His modesty is undeniable. His candor, unequivocal. His benevolence, simply true to the word. But it’s his commitment that inspires.
There are coaches and athletes in this world that make you stop and watch. It’s not only because of what they represent on the playing field, but what they represent off it. Sports figures that grasp the attention of the masses have as much between the ears as they do between the lines.
They don’t bother with hype or extravagance. They smile at the fans, wave at the kids. They are aware of the surrounding world and choose to embrace it, not ignore it.
There are coaches and athletes that fall into that category. There is a list somewhere.

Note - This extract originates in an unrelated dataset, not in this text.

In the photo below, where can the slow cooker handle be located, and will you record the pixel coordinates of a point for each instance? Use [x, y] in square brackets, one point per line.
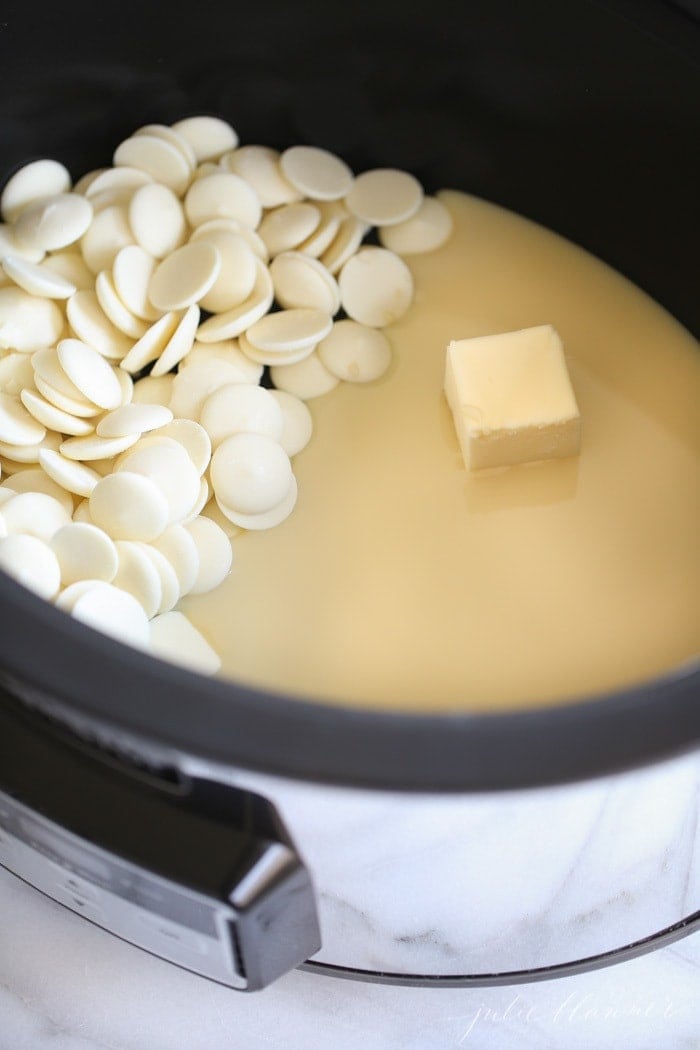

Brett Favre is on it. His combination of a down-south-aw-shucks attitude with his football savvy put him in the hearts of millions. Mickey Mantle was the same way. He was so humble, in 1956 he told Shirley Povich that Babe Ruth’s 60 HR record would be broken in the next four or five years, “but not by me.” He was honest too. The closest he got was five years later when he hit 54 in 1961 – the same year Roger Maris hit 61.
Closer to home, I’m Oregon State Head Volleyball Coach Dr. Taras Liskevych on that same list. But, he’ll ask you to call him Terry. While his resume is full of more Accolades than a Babbage’s, Terry doesn’t flaunt it. He has an Olympic medal, earned a Ph.D and if you try to get him to elaborate, he is most likely going to steer the conversation elsewhere.
He coached Olympians from 1985 though 1996. For the better part of a decade he dealt with egos and politics, greed and corruption. At the Olympic level, egos and money rule. “In the Olympics you are only paid to win,” Liskevych said. “And it is very difficult to take the best of the best and make them into a team.”
But he succeeded. During the eleven years he was involved with the USA National team, he collected a Bronze medal at the World Championships and the Olympics and in 1995 won the World Grand Prix. He coached the best volleyball team in the world, it was composed of three and four-time All-Americans. But after working with Olympians for more than a decade, Terry wanted a change.
If you ask him why he decided to come to Corvallis a few years ago, he’ll tell you he wanted a challenge. He once said on The NickelBlock, “I liked the fact that [Oregon State] had never been good in volleyball, because there’s nothing but up.” Terry conquered the world of Olympic volleyball and wanted to return to the college scene and conquer a different beast.
“I wanted a chance to teach again.”
Terry has had his opportunities to teach. Not in the classroom but on the court. In his first few years at Oregon State he has taken a team that was a regular in the bottom of the Pac-10 to a team that is winning at 10th-ranked Hawaii, at fourth-ranked UCLA and at 15th ranked California. The team even cracked the top 25 this year after beating fourth-ranked USC and No.13 Wisconsin. While the team may not win a national title or contend for one, Terry isn’t disappointed.
It’s not his style, words like that aren’t in his vocabulary. The only dis-word he knows is discipline. His command is calm and collected with a vision and a plan.
“I tell my kids, I’m going to teach you life skills, you’re going to graduate and you’re going to be a great volleyball player.” Liskevych said.
And he believes that.
“You can’t legislate ethics and morality,” he said. “If I want to cheat and I want to do things outside the purview of the NCAA guidelines, I could do it everyday. And no one is going to catch me. I think you need to say ‘What am I here for as an educator slash coach?’”
Terry Liskevych is an NCAA Division I Women’s Volleyball Head Coach that is here to be an educator first. Win games second. He preaches it everyday when he says, “success breeds success.” A successful student makes a successful athlete? When was the last time you heard a coach say that? Makes you stop and think, doesn’t it?